Efficient electrochemical water splitting is crucial for hydrogen gas production as a green energy source. It combines the hydrogen evolution reaction (HER) on the cathode and the oxygen evolution reaction (OER) on the anode, using electrocatalysts to improve overall efficiency. Fe, Ni oxyhydroxides are good electrocatalysts for both HER and OER under alkaline conditions. Many metal oxyhydroxides of Fe, Mn, Al, Cr, and Co are abundantly available as nanocrystalline minerals, with iron oxyhydroxide being the most common. Nanocrystalline minerals may be a good choice for cost-effectiveness and reactivity due to their surface area and the presence of transition metal ions in different valance states. However, using natural minerals as electrocatalysts presents challenges such as variable crystallinity and composition, structural uncertainties, presence of impurities, and sensitivity to formation conditions.
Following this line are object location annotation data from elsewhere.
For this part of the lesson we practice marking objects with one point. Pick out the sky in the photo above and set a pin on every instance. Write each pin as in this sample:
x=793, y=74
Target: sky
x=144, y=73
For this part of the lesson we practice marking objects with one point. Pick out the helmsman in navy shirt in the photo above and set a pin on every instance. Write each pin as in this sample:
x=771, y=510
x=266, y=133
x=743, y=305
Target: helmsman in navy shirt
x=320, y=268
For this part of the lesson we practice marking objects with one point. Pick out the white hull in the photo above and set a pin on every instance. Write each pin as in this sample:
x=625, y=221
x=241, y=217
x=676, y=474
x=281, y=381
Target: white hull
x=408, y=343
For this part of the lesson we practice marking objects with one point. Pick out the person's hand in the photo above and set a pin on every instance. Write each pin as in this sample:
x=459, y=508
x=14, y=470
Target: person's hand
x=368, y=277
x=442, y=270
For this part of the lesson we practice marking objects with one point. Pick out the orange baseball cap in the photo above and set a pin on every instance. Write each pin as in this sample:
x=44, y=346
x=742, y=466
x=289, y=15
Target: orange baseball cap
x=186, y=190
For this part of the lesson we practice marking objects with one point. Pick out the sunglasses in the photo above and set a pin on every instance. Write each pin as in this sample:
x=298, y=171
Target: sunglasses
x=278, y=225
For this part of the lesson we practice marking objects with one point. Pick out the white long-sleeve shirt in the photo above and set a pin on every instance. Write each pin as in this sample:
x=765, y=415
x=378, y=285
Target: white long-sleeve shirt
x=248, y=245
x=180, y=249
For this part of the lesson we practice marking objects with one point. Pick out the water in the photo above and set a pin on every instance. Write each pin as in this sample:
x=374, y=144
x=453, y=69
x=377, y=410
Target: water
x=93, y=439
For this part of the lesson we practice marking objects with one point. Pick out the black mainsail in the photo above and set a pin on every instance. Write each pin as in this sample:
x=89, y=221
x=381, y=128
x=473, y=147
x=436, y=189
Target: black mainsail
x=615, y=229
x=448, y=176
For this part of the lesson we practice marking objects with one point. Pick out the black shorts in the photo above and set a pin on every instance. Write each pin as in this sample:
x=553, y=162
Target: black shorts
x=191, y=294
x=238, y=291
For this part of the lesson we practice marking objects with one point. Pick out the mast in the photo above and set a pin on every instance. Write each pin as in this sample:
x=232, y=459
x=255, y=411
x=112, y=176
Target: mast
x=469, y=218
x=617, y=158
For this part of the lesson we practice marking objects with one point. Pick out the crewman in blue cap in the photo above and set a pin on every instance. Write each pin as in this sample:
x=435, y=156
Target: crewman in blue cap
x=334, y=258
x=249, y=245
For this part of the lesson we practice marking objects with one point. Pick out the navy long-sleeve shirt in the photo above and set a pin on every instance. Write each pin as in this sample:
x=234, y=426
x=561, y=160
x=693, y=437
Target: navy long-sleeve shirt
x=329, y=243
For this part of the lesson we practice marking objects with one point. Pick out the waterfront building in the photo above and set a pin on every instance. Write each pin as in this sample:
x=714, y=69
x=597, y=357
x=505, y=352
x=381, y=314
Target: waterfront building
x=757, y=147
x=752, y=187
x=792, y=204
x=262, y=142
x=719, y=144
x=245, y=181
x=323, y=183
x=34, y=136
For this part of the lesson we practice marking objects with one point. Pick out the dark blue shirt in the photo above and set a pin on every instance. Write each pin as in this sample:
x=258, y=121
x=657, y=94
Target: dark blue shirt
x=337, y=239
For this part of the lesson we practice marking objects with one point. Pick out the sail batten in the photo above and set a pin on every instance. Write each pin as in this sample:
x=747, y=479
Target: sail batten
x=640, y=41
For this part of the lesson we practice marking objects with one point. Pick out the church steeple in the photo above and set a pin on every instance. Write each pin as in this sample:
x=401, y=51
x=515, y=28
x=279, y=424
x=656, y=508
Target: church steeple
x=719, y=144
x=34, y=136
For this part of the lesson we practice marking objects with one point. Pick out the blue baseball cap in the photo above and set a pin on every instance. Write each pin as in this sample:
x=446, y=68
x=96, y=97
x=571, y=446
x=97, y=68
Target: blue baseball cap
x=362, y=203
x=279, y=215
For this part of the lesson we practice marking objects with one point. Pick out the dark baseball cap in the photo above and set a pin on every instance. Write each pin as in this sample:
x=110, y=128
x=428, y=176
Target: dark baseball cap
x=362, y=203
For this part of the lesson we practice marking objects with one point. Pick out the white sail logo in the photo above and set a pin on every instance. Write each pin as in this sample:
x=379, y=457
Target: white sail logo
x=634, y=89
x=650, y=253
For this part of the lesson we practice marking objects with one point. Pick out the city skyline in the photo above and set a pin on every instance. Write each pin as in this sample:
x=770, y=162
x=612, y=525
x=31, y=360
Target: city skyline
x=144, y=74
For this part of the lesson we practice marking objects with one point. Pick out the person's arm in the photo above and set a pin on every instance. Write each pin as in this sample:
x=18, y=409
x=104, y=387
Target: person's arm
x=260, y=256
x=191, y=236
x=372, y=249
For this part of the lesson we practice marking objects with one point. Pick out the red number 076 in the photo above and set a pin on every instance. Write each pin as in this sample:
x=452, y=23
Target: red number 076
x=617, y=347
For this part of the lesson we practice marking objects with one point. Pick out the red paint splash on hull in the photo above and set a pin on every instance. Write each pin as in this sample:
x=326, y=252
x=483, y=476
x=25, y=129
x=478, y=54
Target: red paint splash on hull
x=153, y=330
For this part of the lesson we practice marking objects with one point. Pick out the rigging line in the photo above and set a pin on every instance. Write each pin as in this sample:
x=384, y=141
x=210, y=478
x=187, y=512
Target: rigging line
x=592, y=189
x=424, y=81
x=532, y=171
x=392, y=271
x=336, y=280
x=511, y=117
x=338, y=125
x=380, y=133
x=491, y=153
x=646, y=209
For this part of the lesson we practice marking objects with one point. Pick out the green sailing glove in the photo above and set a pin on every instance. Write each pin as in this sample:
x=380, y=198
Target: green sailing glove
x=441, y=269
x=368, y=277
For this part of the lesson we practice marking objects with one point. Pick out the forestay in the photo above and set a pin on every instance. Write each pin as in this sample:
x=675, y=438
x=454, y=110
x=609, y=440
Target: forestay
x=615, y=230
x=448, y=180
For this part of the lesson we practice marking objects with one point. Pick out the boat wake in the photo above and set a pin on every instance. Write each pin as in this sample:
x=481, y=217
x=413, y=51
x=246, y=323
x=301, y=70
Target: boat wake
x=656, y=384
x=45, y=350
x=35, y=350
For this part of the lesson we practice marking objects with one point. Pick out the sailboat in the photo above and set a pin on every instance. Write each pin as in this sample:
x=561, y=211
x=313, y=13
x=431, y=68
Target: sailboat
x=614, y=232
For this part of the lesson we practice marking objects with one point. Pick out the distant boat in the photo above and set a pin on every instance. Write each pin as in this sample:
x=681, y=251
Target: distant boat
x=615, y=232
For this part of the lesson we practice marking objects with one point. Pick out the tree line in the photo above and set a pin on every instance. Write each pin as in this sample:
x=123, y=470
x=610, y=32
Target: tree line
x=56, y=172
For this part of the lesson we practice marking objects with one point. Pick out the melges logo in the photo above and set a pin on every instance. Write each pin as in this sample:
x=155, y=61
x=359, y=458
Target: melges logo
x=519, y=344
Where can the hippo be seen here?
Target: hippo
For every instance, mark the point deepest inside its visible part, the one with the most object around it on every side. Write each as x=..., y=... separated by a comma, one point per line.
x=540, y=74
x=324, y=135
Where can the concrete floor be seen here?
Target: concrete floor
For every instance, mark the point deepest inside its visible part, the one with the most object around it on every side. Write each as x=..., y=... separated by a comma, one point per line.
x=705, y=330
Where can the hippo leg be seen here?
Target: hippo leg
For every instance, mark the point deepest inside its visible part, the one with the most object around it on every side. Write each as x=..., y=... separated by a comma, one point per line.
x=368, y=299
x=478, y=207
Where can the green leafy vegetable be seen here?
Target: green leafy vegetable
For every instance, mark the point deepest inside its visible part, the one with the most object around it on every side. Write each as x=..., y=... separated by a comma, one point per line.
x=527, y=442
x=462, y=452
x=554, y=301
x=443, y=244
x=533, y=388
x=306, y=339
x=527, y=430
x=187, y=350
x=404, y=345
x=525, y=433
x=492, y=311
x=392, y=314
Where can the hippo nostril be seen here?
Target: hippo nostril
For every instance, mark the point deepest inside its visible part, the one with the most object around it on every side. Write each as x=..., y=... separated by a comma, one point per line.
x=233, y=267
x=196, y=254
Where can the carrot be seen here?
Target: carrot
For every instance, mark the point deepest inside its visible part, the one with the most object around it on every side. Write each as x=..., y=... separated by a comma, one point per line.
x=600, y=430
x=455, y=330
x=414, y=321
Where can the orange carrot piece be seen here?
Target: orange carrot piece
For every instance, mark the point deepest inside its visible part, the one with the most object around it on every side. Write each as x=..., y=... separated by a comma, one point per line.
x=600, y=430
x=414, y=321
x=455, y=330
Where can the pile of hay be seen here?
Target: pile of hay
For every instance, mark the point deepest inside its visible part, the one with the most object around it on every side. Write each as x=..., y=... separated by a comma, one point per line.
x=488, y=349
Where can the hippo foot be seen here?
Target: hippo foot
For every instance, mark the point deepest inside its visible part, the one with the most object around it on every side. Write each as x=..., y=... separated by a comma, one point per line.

To evaluate the efficiency of these naturally occurring nano-minerals, molecular-level understanding of reactions on oxyhydroxide surfaces is essential, and computational modeling is highly useful. Understanding how electrocatalysis occurs in nucleation clusters can help evaluate changes in binding energies with the increase in size of the nucleation clusters affecting the catalytic reaction. To be useful as an electrocatalyst, the activity of the catalytic center and the charge carrier mobility must be optimum, which may be clear from HOMO-LUMO gaps. The study also plans to study heterostructures made from oxyhydroxide catalysts interfaced with suitable conducting two-dimensional substrates, such as graphene/Mos2.